By BEN STOCKING
2009-12-09 07:53 PM
The crowd of roughly 100 people forced the EU delegation to postpone its session with followers of Zen master Thich Nhat Hanh, who has popularized Buddhism in the West and sold millions of books worldwide, said Mary Louise Thaning, the delegation leader.
"They were very angry, so it was not useful to continue the meeting," said Thaning, the political counselor at the Swedish Embassy in Hanoi.
Nhat Hanh's followers say they are being persecuted because their teacher called on Vietnam's Communist government to end state control of religion and dismantle the country's religious police. The government says they have failed to follow Vietnam's laws on religion and must return to their home villages.
Wednesday's meeting was at Phuoc Hue pagoda in Lam Dong province, where Nhat Hanh's followers have taken refuge since being forcibly evicted from the nearby Bat Nha monastery on Sept. 27.
The EU delegation returned later Wednesday and succeeded in meeting with the followers and the Phuoc Hue abbot, Thich Thai Thuan, who has welcomed the monks and nuns.
Members of the angry crowd claimed to be longtime members of Phuoc Hue temple, but an assistant to the abbot said he did not recognize any of them.
Nhat Hanh's followers said they recognized several police officers in plainclothes among the crowd.

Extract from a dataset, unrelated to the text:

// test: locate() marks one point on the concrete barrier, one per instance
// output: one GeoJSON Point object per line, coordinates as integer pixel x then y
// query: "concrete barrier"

Calls to police in Bao Loc, the town where Phuoc Hue is located, were not answered.
Nhat Hanh's followers said the crowd returned after the EU delegation left Wednesday and entered the abbot's office, where they were demanding that he sign a statement requiring the followers to leave Phuoc Hue by Dec. 15.
"They are screaming that the abbot isn't worthy to lead this temple," Sister Thuan Khanh, one of 192 monks and nuns taking refuge at Phuoc Hue, said by telephone.
The EU delegation was on a three-day fact-finding visit. They met with the chairman of the local government on Tuesday and were to meet representatives of the province's officially recognized Buddhist church on Thursday. Vietnam only permits state-approved religious groups.
Vietnamese-born Nhat Hanh has lived in exile since being forced out of the former South Vietnam in the 1960s due to his opposition to the Vietnam War. He was warmly welcomed by authorities during a homecoming visit four years ago.
But during a 2007 visit, he suggested to President Nguyen Minh Triet that the government give up its control of religion and consider dropping the word "socialist" from Vietnam's formal name. Since then, relations have deteriorated.
Wednesday's events came two weeks after Vietnam's Committee on Religious Affairs issued a decree rejecting the offer of two monasteries to take in the monks and nuns if they leave Phuoc Hue, according to Nhat Hanh's followers.
The decree was issued Nov. 26, the same day the EU parliament passed a resolution criticizing Vietnam's human rights record and mentioning the events at Bat Nha.